- Introduction
- Class Diagram
- Camera Capturing
- Camera Preview Rendering
- Applying Virtual Background
- Setup and Execution
- Demo
This project leverages TensorFlow Lite's body segmentation to replace the background in real-time on Android devices. Using deep learning models, it accurately detects and segments the human figure, allowing users to apply custom virtual backgrounds. Optimized for performance, it ensures smooth processing on mobile devices.
classDiagram
%% Main Application Components
class MainActivity {
-binding: ActivityMainBinding
-cameraController: CameraController
-cameraSurfaceTexture: CameraSurfaceTexture?

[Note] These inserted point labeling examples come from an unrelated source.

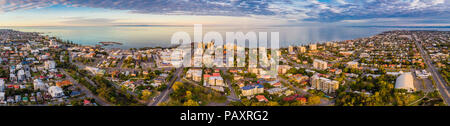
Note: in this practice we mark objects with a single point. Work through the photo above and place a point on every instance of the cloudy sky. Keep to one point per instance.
(225, 12)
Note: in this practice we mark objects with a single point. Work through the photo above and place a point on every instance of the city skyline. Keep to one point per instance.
(234, 12)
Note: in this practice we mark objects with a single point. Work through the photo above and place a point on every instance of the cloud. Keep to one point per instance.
(292, 10)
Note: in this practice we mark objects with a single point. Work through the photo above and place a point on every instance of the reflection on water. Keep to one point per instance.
(137, 37)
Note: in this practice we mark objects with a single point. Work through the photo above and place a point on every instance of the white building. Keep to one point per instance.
(50, 64)
(55, 91)
(324, 84)
(301, 49)
(39, 85)
(2, 85)
(423, 74)
(320, 64)
(21, 75)
(313, 47)
(352, 64)
(405, 81)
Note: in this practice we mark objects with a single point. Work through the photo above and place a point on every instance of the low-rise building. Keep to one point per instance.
(320, 64)
(55, 91)
(251, 90)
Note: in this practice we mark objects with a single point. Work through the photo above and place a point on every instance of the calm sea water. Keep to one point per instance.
(146, 36)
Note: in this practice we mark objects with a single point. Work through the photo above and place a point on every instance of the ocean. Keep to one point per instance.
(160, 36)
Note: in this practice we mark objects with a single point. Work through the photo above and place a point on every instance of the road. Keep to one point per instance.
(164, 94)
(441, 84)
(86, 91)
(323, 101)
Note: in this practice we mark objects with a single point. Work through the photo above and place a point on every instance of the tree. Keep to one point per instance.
(177, 85)
(146, 94)
(314, 100)
(188, 94)
(190, 102)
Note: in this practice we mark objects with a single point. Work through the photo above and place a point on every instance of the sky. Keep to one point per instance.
(225, 12)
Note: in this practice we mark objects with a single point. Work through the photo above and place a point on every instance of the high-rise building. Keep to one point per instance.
(291, 50)
(324, 84)
(313, 47)
(301, 49)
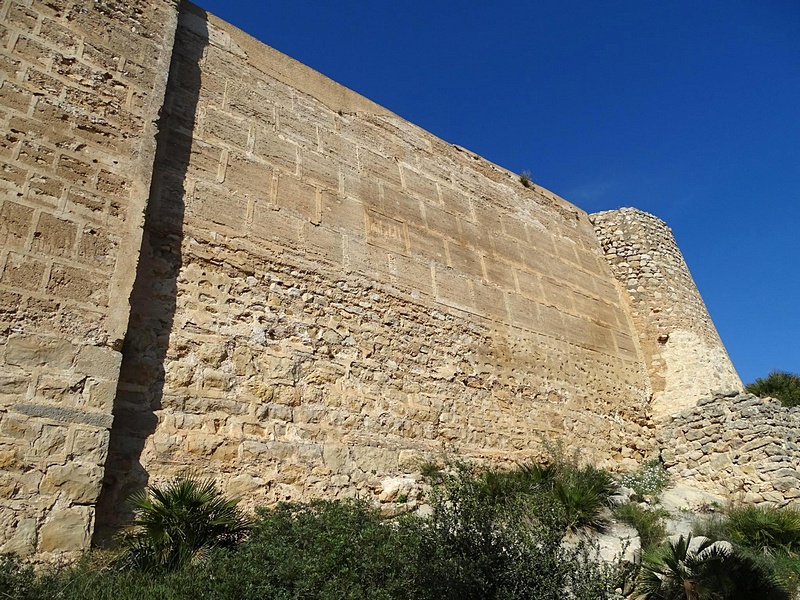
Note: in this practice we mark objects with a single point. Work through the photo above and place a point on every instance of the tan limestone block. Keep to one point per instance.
(80, 483)
(67, 530)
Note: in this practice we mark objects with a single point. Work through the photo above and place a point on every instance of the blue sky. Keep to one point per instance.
(687, 109)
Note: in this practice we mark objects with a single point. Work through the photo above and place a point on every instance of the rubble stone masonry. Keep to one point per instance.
(81, 84)
(323, 295)
(685, 357)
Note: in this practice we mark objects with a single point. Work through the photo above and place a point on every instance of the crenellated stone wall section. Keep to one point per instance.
(328, 295)
(684, 355)
(215, 259)
(81, 84)
(738, 446)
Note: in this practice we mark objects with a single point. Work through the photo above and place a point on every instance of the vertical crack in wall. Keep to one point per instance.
(153, 299)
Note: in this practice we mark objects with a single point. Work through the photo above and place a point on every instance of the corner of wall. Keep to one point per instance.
(80, 103)
(685, 357)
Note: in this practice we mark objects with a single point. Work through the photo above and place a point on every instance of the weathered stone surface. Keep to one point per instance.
(67, 530)
(80, 483)
(325, 295)
(78, 148)
(685, 357)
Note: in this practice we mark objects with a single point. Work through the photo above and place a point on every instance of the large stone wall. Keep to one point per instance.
(81, 84)
(684, 355)
(323, 294)
(738, 446)
(328, 294)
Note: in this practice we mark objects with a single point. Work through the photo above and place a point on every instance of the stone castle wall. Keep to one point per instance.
(323, 294)
(346, 295)
(684, 355)
(81, 84)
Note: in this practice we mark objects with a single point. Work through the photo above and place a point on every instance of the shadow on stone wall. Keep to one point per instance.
(153, 299)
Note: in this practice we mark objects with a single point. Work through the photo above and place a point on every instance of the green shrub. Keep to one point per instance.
(322, 549)
(767, 536)
(484, 545)
(649, 479)
(179, 522)
(778, 384)
(648, 523)
(764, 527)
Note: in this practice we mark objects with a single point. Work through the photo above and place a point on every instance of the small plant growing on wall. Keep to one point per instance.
(778, 384)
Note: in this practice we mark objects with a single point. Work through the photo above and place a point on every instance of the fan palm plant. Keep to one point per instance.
(180, 522)
(698, 569)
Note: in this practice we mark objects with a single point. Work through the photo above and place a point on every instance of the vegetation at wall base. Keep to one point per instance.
(474, 546)
(650, 479)
(178, 523)
(705, 570)
(648, 522)
(768, 536)
(778, 384)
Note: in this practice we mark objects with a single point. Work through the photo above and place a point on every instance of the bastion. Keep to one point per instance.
(214, 258)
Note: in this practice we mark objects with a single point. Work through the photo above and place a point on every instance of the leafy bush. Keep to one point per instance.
(768, 536)
(778, 384)
(180, 522)
(649, 479)
(480, 544)
(648, 523)
(583, 494)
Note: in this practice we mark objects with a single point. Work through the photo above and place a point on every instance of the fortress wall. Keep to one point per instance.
(81, 83)
(684, 354)
(328, 294)
(740, 447)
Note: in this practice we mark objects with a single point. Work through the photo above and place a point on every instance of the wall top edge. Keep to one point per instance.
(627, 213)
(303, 78)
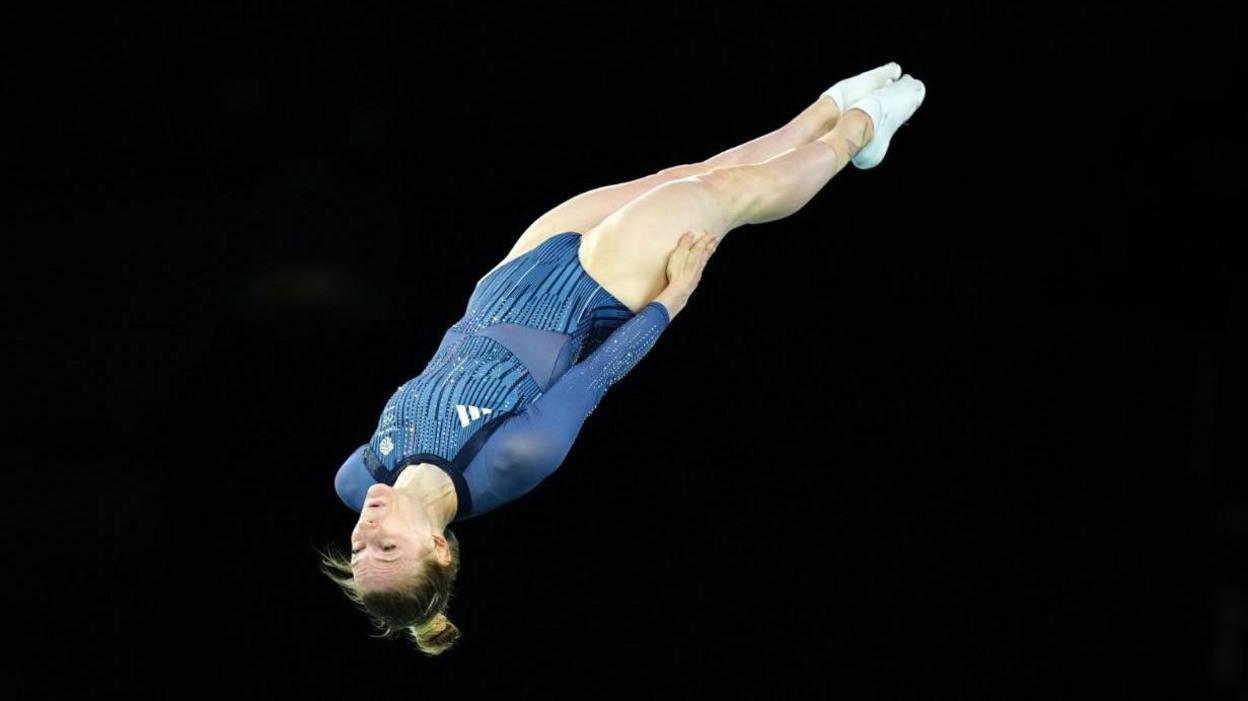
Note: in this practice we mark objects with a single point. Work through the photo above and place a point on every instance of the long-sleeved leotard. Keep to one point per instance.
(502, 401)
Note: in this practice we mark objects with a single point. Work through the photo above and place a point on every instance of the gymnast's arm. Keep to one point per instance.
(532, 444)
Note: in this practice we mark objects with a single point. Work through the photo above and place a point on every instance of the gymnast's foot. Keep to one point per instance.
(887, 109)
(848, 91)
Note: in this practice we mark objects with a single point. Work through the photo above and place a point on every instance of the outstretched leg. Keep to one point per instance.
(628, 251)
(590, 207)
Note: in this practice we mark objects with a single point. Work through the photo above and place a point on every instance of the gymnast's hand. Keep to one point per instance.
(684, 270)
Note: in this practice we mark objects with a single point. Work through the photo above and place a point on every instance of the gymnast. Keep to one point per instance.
(578, 301)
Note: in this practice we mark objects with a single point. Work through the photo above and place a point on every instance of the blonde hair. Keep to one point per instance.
(417, 605)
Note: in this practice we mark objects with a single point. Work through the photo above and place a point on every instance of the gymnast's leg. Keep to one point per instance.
(587, 210)
(628, 251)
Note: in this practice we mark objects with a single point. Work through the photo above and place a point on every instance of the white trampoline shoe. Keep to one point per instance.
(889, 107)
(851, 89)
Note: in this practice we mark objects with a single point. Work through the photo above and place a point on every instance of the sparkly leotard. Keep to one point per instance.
(506, 393)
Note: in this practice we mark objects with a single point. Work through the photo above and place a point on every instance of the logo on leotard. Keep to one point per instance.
(468, 413)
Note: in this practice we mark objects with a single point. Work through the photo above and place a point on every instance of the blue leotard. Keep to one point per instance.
(506, 393)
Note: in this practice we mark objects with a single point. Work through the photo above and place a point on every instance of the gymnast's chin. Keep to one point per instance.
(403, 559)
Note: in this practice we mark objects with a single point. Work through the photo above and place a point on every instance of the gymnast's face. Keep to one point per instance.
(391, 539)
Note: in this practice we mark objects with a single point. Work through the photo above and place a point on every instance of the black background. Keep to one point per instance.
(959, 428)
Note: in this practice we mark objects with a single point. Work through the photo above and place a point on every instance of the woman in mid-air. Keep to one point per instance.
(580, 297)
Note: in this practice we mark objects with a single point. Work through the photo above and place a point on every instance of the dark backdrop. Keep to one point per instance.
(955, 429)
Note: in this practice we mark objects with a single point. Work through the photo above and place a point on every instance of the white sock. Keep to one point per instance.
(889, 107)
(848, 91)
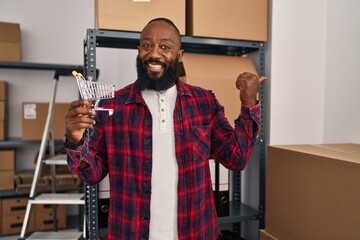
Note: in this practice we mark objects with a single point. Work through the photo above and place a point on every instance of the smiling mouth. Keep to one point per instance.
(154, 67)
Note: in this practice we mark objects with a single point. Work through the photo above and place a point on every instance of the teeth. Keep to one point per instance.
(155, 66)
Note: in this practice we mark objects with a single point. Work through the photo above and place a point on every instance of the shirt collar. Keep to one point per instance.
(135, 95)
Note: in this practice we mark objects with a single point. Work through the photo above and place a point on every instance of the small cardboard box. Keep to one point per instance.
(10, 42)
(14, 206)
(13, 212)
(231, 19)
(312, 191)
(34, 119)
(3, 110)
(7, 160)
(133, 15)
(3, 90)
(7, 180)
(266, 236)
(44, 217)
(219, 74)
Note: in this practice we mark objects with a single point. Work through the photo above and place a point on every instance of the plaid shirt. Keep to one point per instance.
(121, 145)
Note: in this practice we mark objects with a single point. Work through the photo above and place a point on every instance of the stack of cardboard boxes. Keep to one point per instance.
(3, 110)
(12, 212)
(232, 19)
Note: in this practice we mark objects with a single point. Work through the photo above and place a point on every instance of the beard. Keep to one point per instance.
(151, 82)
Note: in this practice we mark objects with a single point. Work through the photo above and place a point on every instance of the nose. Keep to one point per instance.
(155, 52)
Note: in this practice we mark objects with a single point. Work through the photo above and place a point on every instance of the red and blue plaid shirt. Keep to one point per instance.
(121, 145)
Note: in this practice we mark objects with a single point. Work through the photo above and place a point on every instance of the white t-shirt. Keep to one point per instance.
(164, 178)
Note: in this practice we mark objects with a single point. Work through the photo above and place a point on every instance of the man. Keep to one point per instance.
(157, 143)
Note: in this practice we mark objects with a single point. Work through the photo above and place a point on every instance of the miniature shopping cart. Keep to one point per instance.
(90, 90)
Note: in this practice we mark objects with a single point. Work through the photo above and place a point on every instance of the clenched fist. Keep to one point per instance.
(249, 84)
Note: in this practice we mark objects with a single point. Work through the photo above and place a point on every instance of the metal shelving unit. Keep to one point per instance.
(129, 40)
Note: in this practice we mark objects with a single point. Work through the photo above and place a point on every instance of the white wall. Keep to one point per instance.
(315, 72)
(342, 98)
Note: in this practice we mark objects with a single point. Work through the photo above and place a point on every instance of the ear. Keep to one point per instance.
(180, 54)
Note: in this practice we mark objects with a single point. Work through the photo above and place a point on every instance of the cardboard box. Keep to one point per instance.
(3, 110)
(7, 160)
(219, 74)
(133, 15)
(14, 206)
(266, 236)
(13, 212)
(3, 90)
(44, 217)
(34, 119)
(3, 130)
(231, 19)
(10, 42)
(312, 191)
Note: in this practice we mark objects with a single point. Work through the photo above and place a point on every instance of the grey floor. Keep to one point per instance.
(16, 236)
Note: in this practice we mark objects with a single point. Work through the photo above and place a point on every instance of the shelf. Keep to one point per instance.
(130, 40)
(11, 193)
(19, 142)
(239, 212)
(59, 198)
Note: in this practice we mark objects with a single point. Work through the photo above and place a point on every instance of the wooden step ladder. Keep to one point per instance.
(52, 198)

-mediaPickerLauncher: ActivityResultLauncher<PickVisualMediaRequest>
+onCreate(savedInstanceState: Bundle)
+onStart()
+onResume()
+onPause()
+onStop()
+onDestroy()
+onRequestPermissionsResult(requestCode: Int, permissions: Array<out String>, grantResults: IntArray)
-hasCameraPermission(): Boolean
-requestCameraPermission()
-setup()
-openMediaPicker()
}
%% Camera Control Components
class CameraController {
-context: Context
-cameraApi: CameraApi
-cameraSurfaceTexture: CameraSurfaceTexture?
+openCamera()
+close()
+resumePreview(surfaceTexture: CameraSurfaceTexture?)
+stopPreview()
}
class CameraApi {
<<interface>>
+open(facing: CameraFacing)
+close()
+startPreview(surfaceTexture: SurfaceTexture)
+stopPreview()
}
class CameraEvents {
<<interface>>
+onCameraOpened(cameraAttributes: CameraAttributes)
+onPreviewStarted()
}
%% Rendering Components
class CameraSurfaceTexture {
+updateBackgroundImage(bitmap: Bitmap)
+release()
+init(context: Context)
+updateTexImage()
+setRotation(degrees: Int)
-updateTexture(bitmap: Bitmap, texture: Int)
-create(): Long
-nativeInit(assetManager: AssetManager, surfaceTexture: Long, inputTexture: Int, outputTexture: Int)
-nativeSetParams(surfaceTexture: Long, width: Int, height: Int, backgroundTexture: Int)
-nativeUpdateTexImage(surfaceTexture: Long, transformMatrix: FloatArray, extraTransformMatrix: FloatArray)
-nativeRelease(surfaceTexture: Long)
}
class CameraSurfaceView {
+CameraSurfaceView(context: Context)
+CameraSurfaceView(context: Context, attributeSet: AttributeSet)
+surfaceTextureListener: CameraSurfaceTextureListener
+listener: FpsListener
+onSurfaceCreated(gl: GL10, config: EGLConfig)
+onSurfaceChanged(gl: GL10, width: Int, height: Int)
+onDrawFrame(gl: GL10)
+release()
-genTextures(textureCallback: (inputTexture: Int, outputTexture: Int, backgroundTexture: Int) -> Unit)
-calculateFps()
-create(): Long
-nativeOnSurfaceCreated(surfaceView: Long)
-nativeOnSurfaceChanged(surfaceView: Long, width: Int, height: Int)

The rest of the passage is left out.